Friday, January 05, 2007
TCW: Jason, thanks for agreeing to chat with us today. For our readers who don’t know who you are, please tell us a little about yourself, your past experience, and your role at Mark Logic.
JH: Thanks for having me here, Scott. Or do people call you Mr. Wrangler?
Some people may know me for my work in Java, where I wrote Java Servlet Programming (O’Reilly), helped develop Tomcat and Ant, created the JDOM open source library for XML manipulation, and worked as Apache’s representative to the Java Community Process Executive Committee. For the last few years though I’ve been concentrating on XQuery and its ability to support large-scale XML content manipulation, and as part of that I joined Mark Logic and work here as Principal Technologist.
TCW: Can you tell us a little about Mark Logic. What types of solutions do you sell and to whom?
JH: Mark Logic sells an XML Content Server (called MarkLogic Server) that acts as a platform for people creating content applications. We use XQuery as the language for interacting with the server, with extensions for advanced text search, transactional updates, and other useful features. While most XQuery engines focus on handling XML data (such as purchase orders) we focus on XML content (such as books, articles, references, web pages, and blogs). XML content, unlike data, is more textual, ordered, hierarchically structured, and diverse in its construct. We’ve enjoyed a lot of success selling in the publishing and government verticals.
My focus within the company is primarily on publishing. We help publishers as they move beyond simple “aggregation of content” to what you might call “interpretation of content”. By understanding XML natively and providing an efficient mechanism to load, query, manipulate, and render XML content, publishers can raise the bar on what they deliver and how fast they can deliver it.
In my discussions with publishers I’ve identified a few trends in web publishing, trends I think we’ve helped advance:
PathCONSULT “differential diagnosis” feature.
Screenshot: Oxford African American Studies website. Get a free 30-day trial of Oxford Press.
Screenshot: “At A Glance” listing for Harriet Ross Tubman, Oxford African American Studies.
Screenshot: Congressional Quarterly website.
There are several other trends. I give a presentation “Web Publishing 2.0” where I explain the top ten trends I’m seeing in the publishing industry.
TCW: Can you help our readers understand what the XQuery standard is, why it was needed, how Mark Logic uses it, and why it’s a better approach than some others?
JH: XQuery is a World Wide Web Consortium (W3C) standard language designed to query XML. In some ways it is to the XML data model what SQL is to the relational data model. XQuery is currently a proposed recommendation, the last step before its formal 1.0 release.

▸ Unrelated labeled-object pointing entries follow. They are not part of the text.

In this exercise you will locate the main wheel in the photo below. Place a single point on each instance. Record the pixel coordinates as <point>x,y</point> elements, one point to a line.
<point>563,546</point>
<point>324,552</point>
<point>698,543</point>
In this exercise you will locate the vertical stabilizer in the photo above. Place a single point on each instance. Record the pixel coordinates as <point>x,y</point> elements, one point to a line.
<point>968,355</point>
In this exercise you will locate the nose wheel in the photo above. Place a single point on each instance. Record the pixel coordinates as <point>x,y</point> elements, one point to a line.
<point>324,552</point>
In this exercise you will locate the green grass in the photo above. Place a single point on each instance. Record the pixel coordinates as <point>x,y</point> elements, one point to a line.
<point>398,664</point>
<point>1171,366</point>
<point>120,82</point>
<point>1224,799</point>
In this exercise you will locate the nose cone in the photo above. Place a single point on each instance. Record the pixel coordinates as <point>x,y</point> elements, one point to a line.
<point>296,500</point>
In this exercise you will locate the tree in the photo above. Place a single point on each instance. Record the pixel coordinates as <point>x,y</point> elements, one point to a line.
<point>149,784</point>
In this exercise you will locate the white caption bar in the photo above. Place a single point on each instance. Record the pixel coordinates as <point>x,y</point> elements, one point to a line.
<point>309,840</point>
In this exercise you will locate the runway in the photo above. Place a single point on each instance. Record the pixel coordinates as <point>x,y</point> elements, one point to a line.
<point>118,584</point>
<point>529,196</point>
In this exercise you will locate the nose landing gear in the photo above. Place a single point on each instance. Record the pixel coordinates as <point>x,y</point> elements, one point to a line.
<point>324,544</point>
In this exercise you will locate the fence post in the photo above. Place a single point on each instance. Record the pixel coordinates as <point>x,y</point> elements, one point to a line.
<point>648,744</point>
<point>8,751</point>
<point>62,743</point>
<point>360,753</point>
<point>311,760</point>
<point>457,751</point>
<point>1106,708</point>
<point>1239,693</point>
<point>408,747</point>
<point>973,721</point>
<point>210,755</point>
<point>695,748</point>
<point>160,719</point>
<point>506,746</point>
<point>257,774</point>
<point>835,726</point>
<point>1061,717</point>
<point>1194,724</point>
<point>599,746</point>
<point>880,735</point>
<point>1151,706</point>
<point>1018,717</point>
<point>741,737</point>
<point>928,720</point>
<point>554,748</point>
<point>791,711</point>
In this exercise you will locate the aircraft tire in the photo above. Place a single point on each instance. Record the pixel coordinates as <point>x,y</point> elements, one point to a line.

Mark Logic uses XQuery because it provides a powerful mechanism to interact with our XML Content Server. Perhaps because of its name, some think of it as just a query language, but there’s a real programming language in there. You can do some amazing things with it. If the job involves large-scale querying, manipulating, and/or rendering of XML, XQuery produces a solution far simpler than something like Java and JDOM. XQuery can be easier to program than XSLT and, with an indexed store like MarkLogic, run much more efficiently as well.
Of course, XQuery has its limitations. The XQuery 1.0 release will lack a few important features like text search, the ability to modify documents, error capturing, and other features that will someday be standard but in the meanwhile Mark Logic has had to add these features to the language.
TCW: Can you tell us a little bit about one of your implementations? For example, what is SafariU and what problems does it attempt to solve?
JH: SafariU is a web site from O’Reilly Media and Pearson that helps college professors create custom books for their classes. Instead of violating copyright and photocopying parts of books for students, professors can mix and match book pieces, articles, or even their own uploaded content into a new custom book. It’s “rip, mix, burn” but for books instead of songs. The end result is a professionally bound book delivered to the college bookstore, sold for 16 cents a page. The SafariU back-end holds the content as XML (about 5 gigabytes worth) and uses that XML in conjunction with Mark Logic and XQuery to perform advanced search to find materials, HTML rendering for on-screen display, and PDF rendering for the printer-ready copies. In the final PDF the dynamically constructed table of contents and back of the book index make it seem as if the context were always a single book, but in fact they’re just created on the fly with XQuery pulling out section titles and index term elements.
Screenshot: SafariU generated index.
O’Reilly recently setup a Labs site to experiment with the different alternate applications the SafariU system could support. There you’ll find a code search, an image search, a couple quiz games, and a content statistics application to learn all about what books O’Reilly sells. Before using Mark Logic, O’Reilly hosted their content on a simple shared NFS mount and had very little visibility into their most important assets. Now with the Labs site, we can all learn that they have over 303 million words in print and up for sale, including about 2.5 million lines of (now searchable) code.
Screenshot: A results page from O’Reilly Labs.
TCW: That seems like a very beneficial use of XQuery. What other services does SafariU hope to introduce?
JH: The list is long. One thing I’d like to see is a “Search My Bookshelf” feature where you register the books in your office library and search via the site to find which books have the answer you’re looking for. I’ll be happy if I never again use a back of the book index, even as I enjoy having paper copies of books to read. If I do use a classic index, I’d want it to be a dynamically generated index, a concordance putting together all the indexes of all my purchased books, delivered to me as my own personal PDF to print. That’s actually quite an easy “query” to write.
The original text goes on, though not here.